Livability and safety is more than idyllic rural life |
by Mateja Mihinjac
This week I came across a recent study suggesting that economic factors are a stronger predictor of prosocial behaviour than “urbanicity” – living in either an urban or non-urban area.
This spiked my interest because we commonly hear that small towns have close-knit communities and always-helpful residents. Yet, at a recent International Colloquium in which our SafeGrowth team presented our findings from rural environments, one of the common threads throughout the whole Colloquium was that small towns and rural communities deal with similar crime and safety challenges to larger cities.
They are not the idyllic communities romanticized about in movies and novels. Perhaps there is more to it than neighbourhood size and population density?
Rural Barossa Valley, South Australia Photo Louis Roving, Creative Commons |
THE STUDY
The study, “Neighbourhood wealth, not urbanicity, predicts prosociality towards strangers” looked at prosocial attitudes across 37 different UK neighbourhoods of various sizes. In each neighbourhood, it measured whether:
- individuals posted a lost letter;
- returned a dropped item; or
- stopped to let someone cross the road.
THE RESULTS
It turned out that rural or urban characteristics were less important than expected. Rather than urban characteristics (“urbanicity”) – that might contribute to anonymity and diffusion of responsibility thus resulting in reduced willingness to assist others – it was actually economic deprivation that was the strongest predictor of prosocial attitudes and willingness to assist.
While these findings might not translate into different contexts across the world (rural areas in the UK are less deprived than their urban counterparts), they do suggest that it is neighbourhood liveability that results in collective prosocial attitudes, in both rural and urban places.
NEIGHBOURHOOD LIVEABILITY
It seems counterintuitive to expect that people living in deprived neighbourhoods are concerned with anything other than basic survival needs. How can they direct their energy into their neighbourhood when they are competing for available resources needed to survive?

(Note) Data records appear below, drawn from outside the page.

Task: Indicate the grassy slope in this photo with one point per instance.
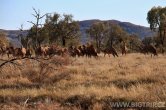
(134, 77)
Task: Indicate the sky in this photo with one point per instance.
(13, 13)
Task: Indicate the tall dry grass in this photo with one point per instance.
(84, 83)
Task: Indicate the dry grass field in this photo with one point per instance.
(83, 83)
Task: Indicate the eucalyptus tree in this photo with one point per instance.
(156, 17)
(97, 32)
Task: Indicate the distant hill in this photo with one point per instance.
(141, 31)
(130, 28)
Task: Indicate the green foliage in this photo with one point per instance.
(3, 40)
(156, 17)
(107, 34)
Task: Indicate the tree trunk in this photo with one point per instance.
(63, 42)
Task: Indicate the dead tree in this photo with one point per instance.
(38, 17)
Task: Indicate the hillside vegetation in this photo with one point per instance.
(83, 83)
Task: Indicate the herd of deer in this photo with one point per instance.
(83, 50)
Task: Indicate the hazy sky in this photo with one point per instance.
(13, 13)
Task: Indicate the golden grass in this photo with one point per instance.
(134, 77)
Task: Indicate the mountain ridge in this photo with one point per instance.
(141, 31)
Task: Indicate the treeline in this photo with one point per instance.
(64, 30)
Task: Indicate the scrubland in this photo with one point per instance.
(83, 83)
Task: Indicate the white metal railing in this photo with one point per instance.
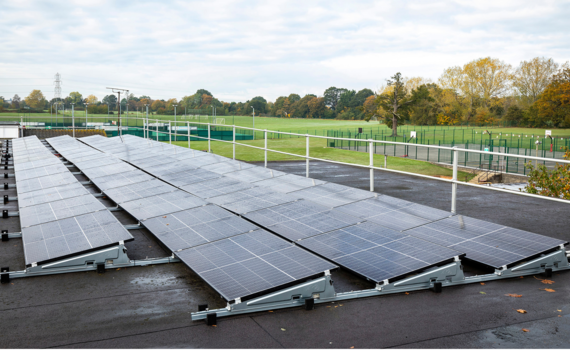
(454, 182)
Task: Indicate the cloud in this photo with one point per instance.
(242, 49)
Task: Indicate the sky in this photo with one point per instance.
(241, 49)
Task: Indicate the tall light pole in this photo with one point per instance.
(118, 91)
(73, 119)
(175, 125)
(146, 120)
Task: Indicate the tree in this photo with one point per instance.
(92, 100)
(532, 77)
(487, 77)
(16, 102)
(110, 100)
(36, 99)
(554, 103)
(393, 101)
(550, 182)
(514, 116)
(75, 98)
(317, 107)
(423, 110)
(332, 95)
(157, 104)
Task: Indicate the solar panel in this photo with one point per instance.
(53, 180)
(190, 176)
(228, 166)
(18, 167)
(286, 212)
(138, 191)
(82, 233)
(392, 212)
(41, 171)
(99, 161)
(51, 194)
(214, 187)
(245, 201)
(194, 227)
(59, 209)
(254, 174)
(120, 179)
(332, 195)
(109, 169)
(251, 263)
(289, 183)
(377, 253)
(162, 204)
(490, 244)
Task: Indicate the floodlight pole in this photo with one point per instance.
(147, 135)
(73, 119)
(370, 149)
(118, 92)
(454, 184)
(175, 124)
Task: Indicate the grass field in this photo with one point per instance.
(318, 149)
(311, 126)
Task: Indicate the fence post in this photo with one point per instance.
(454, 184)
(371, 166)
(209, 150)
(188, 125)
(265, 138)
(307, 154)
(234, 142)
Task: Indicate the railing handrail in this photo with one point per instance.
(544, 159)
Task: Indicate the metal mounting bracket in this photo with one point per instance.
(111, 257)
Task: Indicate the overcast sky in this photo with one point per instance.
(241, 49)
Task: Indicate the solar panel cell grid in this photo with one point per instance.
(251, 263)
(254, 174)
(162, 204)
(215, 187)
(138, 190)
(491, 244)
(64, 237)
(376, 252)
(59, 209)
(185, 229)
(39, 183)
(51, 194)
(120, 179)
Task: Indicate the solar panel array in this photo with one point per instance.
(488, 243)
(296, 208)
(58, 215)
(186, 223)
(373, 235)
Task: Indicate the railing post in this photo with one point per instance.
(307, 154)
(265, 138)
(371, 166)
(454, 184)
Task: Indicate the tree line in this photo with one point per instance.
(485, 91)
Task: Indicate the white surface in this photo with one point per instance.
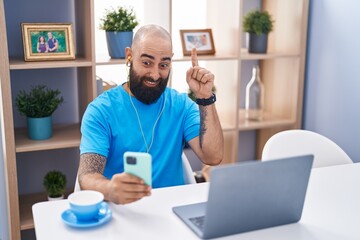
(297, 142)
(188, 173)
(331, 212)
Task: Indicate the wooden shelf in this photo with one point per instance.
(26, 202)
(267, 122)
(64, 136)
(20, 64)
(252, 56)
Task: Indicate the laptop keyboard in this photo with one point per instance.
(198, 221)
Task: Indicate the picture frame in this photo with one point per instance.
(48, 41)
(201, 39)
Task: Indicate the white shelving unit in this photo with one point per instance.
(282, 71)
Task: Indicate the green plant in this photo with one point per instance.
(257, 22)
(55, 183)
(119, 20)
(39, 102)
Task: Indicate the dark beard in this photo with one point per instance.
(143, 93)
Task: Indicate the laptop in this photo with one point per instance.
(252, 195)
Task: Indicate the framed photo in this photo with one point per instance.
(201, 39)
(48, 41)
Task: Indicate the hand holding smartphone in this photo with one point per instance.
(138, 164)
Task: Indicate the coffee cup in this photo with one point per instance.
(86, 204)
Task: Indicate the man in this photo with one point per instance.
(53, 43)
(144, 115)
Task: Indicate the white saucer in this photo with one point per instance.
(70, 219)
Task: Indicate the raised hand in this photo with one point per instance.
(200, 80)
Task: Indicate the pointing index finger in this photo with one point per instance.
(194, 57)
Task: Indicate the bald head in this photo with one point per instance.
(149, 33)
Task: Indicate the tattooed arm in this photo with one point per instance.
(209, 146)
(122, 188)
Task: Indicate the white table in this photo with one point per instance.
(331, 212)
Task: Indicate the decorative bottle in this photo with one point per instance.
(254, 100)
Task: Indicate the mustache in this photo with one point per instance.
(149, 79)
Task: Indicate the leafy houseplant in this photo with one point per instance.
(258, 24)
(38, 105)
(119, 25)
(55, 183)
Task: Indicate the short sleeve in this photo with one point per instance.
(95, 132)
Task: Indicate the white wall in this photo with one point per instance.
(332, 74)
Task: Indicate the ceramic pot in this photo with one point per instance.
(117, 42)
(258, 43)
(39, 128)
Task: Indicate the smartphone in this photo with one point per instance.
(138, 164)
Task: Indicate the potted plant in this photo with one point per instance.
(55, 184)
(258, 24)
(119, 25)
(38, 106)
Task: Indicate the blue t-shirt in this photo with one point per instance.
(110, 128)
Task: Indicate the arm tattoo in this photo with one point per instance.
(91, 163)
(203, 115)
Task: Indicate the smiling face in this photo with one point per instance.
(151, 55)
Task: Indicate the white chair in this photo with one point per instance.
(300, 142)
(189, 177)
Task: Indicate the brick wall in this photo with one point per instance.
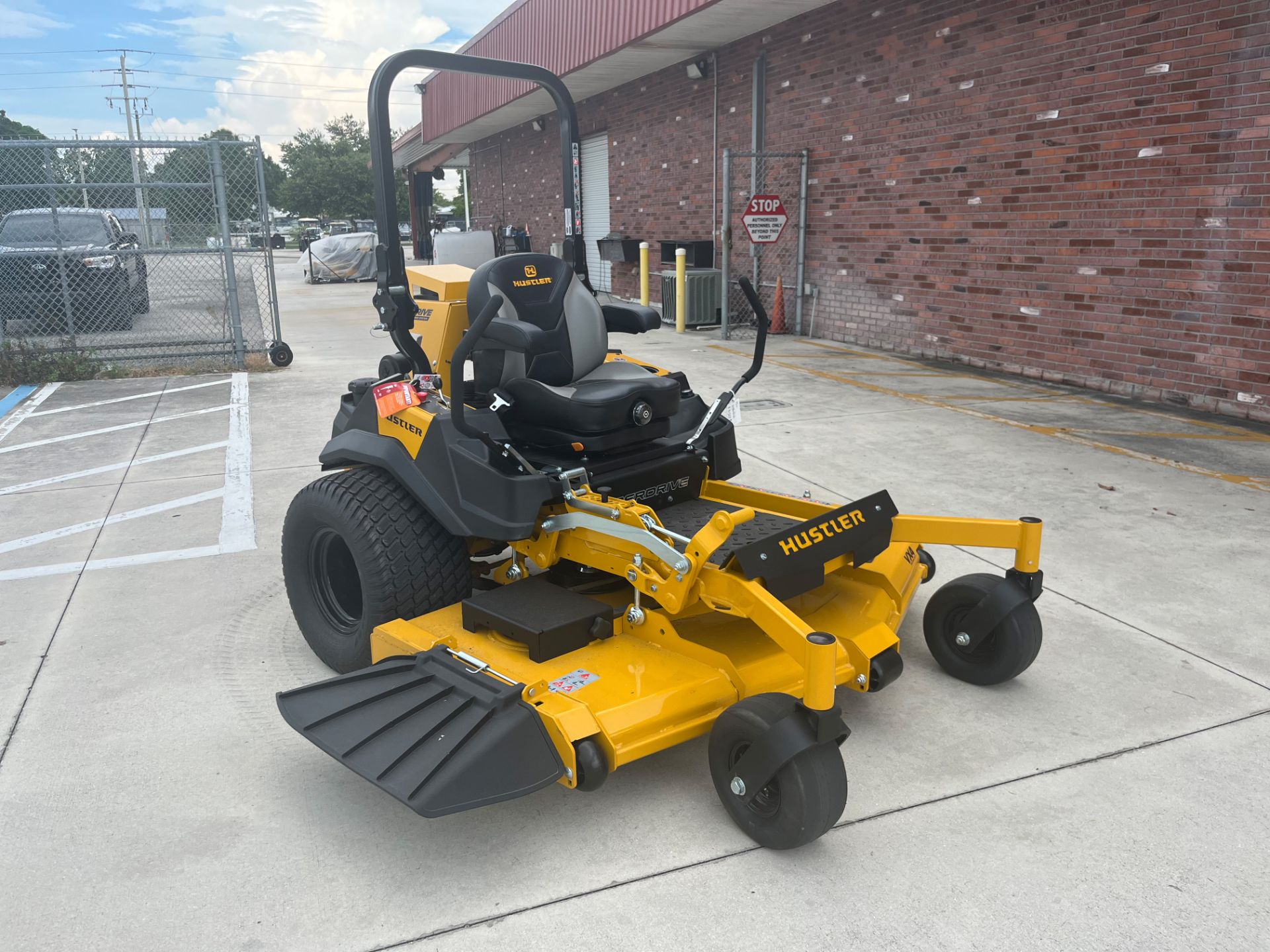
(1080, 188)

Coastal town on Vancouver Island, Canada |
Living in a deprived neighbourhood also means that residents are less likely to share the same expectations about the neighbourhood or to trust and work collectively towards common goals. That is why rural or urban, it is neighbourhood trust, shared expectations, and working together that helps build a socially cohesive and liveable neighbourhood.
As we describe in Third Generation CPTED, it is neighbourhood liveability that best improves the conditions that will advance neighbourhoods from a Basic level to Moderate and Advanced levels. We learned long ago that improving neighbourhood liveability provides residents and community workers an effective goal for targeted community development work.
The most powerful approach for improving liveability and prosocial attitudes is through organized neighbourhood action with the emphasis on building local capacity. This recent study provides yet more research support for our real-life discoveries about what makes places safer.